Engineer: Waste agreement with Woonsocket is best plan

Engineer: Waste agreement with Woonsocket is best plan

NORTH SMITHFIELD - A new agreement for wastewater disposal may cost users in North Smithfield an extra $194,000 a year, but it's still the most affordable option, an engineer told the Town Council this week.

"In essence we don't have any other better alternatives that I can see from an engineering and financial standpoint," said Joseph Casali, president of Joe Casali Engineering, Inc.

Woonsocket officials have looked to get three neighboring towns to sign new inter-jurisdictional agreements for waste service at the Cumberland Hill Road facility for the past several years, but North Smithfield has held out, with 4,400 users potentially affected by the change. The 22-year contracts split $300,000 in costs between Bellingham, Blackstone and North Smithfield. The funding would be used in part to perform state-mandated upgrades to the plant.

The two Massachusetts towns that utilize portions of the plant agreed to new contracts earlier this year, but Town Administrator Paulette Hamilton has said that the fee the city is demanding is not acceptable, and vowed to look for other options for waste disposal.

The search, it seems, has not been fruitful.

"We find at this time that it's prudent that the town execute the inter-jurisdictional waste agreement with the city of Woonsocket," Casali said.

Casali was hired in October to complete a Sewer Feasibility Study in search of alternative solutions, including the possibility of building a new wastewater treatment plant in town. Last month, he met with Hamilton, along with Sewer Supt. Russ Carpenter and Angelo Liberti, chief of watersheds and standards for the Rhode Island Department of Environmental Management, to discuss the idea.

"It was estimated that the cost of new construction could be upward of $30 million, with an approval process, if allowed, of up to five to eight years," the results of that study explain.

Treated wastewater from a North Smithfield plant would need to be discharged into either Cherry Brook or the Blackstone River, which are both situated in what's considered an "impaired watershed."

"It was unsure if RIDEM would even allow discharge from a new wastewater treatment plant to this water body, especially knowing the Woonsocket Wastewater Treatment Plant is already permitted to handle North Smithfield's waste water," the engineer explained. "They also cautioned us that knowing that Woonsocket has the capacity it would probably be in both of our best interest to work together."

Casali also looked at the possibility of the town tying into the wastewater treatment plant in Burrillville.

"Burrillville does not have the capacity to handle the town's flow," he said.

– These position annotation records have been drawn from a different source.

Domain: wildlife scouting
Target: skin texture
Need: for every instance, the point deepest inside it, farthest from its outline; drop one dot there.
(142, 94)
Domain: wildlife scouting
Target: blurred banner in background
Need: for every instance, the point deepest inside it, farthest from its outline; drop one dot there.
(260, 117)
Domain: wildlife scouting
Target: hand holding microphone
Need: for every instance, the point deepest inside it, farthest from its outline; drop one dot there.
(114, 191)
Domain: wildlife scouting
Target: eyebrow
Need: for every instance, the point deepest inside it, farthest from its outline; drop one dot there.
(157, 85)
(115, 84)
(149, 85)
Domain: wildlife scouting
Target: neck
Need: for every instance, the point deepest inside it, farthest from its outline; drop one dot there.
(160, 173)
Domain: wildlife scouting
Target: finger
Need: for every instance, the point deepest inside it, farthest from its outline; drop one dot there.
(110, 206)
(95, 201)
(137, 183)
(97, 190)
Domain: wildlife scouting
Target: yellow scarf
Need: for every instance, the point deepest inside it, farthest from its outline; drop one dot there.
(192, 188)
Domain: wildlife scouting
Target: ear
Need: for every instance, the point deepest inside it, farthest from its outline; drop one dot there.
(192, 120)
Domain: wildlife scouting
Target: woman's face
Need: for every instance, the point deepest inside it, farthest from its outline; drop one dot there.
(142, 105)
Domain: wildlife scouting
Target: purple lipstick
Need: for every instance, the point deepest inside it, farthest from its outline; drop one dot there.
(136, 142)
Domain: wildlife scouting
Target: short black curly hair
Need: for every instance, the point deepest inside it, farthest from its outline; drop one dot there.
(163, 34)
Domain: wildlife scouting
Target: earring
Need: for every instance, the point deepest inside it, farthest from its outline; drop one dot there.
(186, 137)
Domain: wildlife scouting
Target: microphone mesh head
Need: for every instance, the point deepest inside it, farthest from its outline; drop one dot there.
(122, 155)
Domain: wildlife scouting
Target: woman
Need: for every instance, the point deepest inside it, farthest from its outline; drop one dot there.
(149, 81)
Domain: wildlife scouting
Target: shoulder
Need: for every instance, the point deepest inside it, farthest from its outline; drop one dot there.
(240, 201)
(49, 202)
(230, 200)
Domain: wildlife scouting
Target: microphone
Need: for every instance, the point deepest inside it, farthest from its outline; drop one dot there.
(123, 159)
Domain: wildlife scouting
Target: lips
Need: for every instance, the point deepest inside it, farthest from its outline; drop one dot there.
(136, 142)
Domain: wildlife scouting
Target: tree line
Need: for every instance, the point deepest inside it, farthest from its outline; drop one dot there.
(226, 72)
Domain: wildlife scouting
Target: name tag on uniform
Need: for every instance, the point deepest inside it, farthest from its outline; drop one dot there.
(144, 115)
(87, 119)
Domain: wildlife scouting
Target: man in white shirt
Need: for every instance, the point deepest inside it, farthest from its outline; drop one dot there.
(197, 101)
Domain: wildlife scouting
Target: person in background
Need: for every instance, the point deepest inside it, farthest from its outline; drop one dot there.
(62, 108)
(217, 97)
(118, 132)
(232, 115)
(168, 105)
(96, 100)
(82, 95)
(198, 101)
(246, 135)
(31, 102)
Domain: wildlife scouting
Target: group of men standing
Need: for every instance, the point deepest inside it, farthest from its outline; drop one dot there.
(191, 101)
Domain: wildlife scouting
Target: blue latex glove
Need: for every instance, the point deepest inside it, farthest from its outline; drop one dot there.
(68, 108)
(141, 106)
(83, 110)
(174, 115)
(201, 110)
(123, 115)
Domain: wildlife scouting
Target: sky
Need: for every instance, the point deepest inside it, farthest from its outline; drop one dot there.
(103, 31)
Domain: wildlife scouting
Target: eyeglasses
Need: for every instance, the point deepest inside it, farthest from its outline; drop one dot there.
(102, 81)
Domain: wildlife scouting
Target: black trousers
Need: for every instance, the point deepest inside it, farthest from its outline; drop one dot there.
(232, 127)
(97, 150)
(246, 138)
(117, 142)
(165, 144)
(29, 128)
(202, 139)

The addition of North Smithfield to the neighboring town's system, they found, would put Burrillville at full build out capacity immediately upon connection, and force officials not only to upgrade the waste water treatment plant to handle the additional flow, but also to renew their discharge permit.

Cassali said they also looked at the possibility of creating an agreement with Smithfield, but ruled out that option because would cost the town millions in infrastructure creation, as pipes were laid over distances between the two towns.

The town is currently operating under an expired wastewater disposal contract with Woonsocket signed in 1977. The agreement includes a clause stating that terms continue until either party gives three years' notice of their intent to change their wastewater plan. In October, Woonsocket officially put North Smithfield on three years' notice.

Still, Hamilton and members of the council did not seem fully convinced that there was not another viable alternative. Councilor Paul Zwolinski asked Casali if his firm had looked into the possibility of linking in to Lincoln's system, an option the engineer said he could explore.

Hamilton said the town has still not signed the new contract.

"We believe the best course of action will be to continue, with our neighbors in Blackstone, to negotiate a reasonable course of action for both the city and the two towns," she said.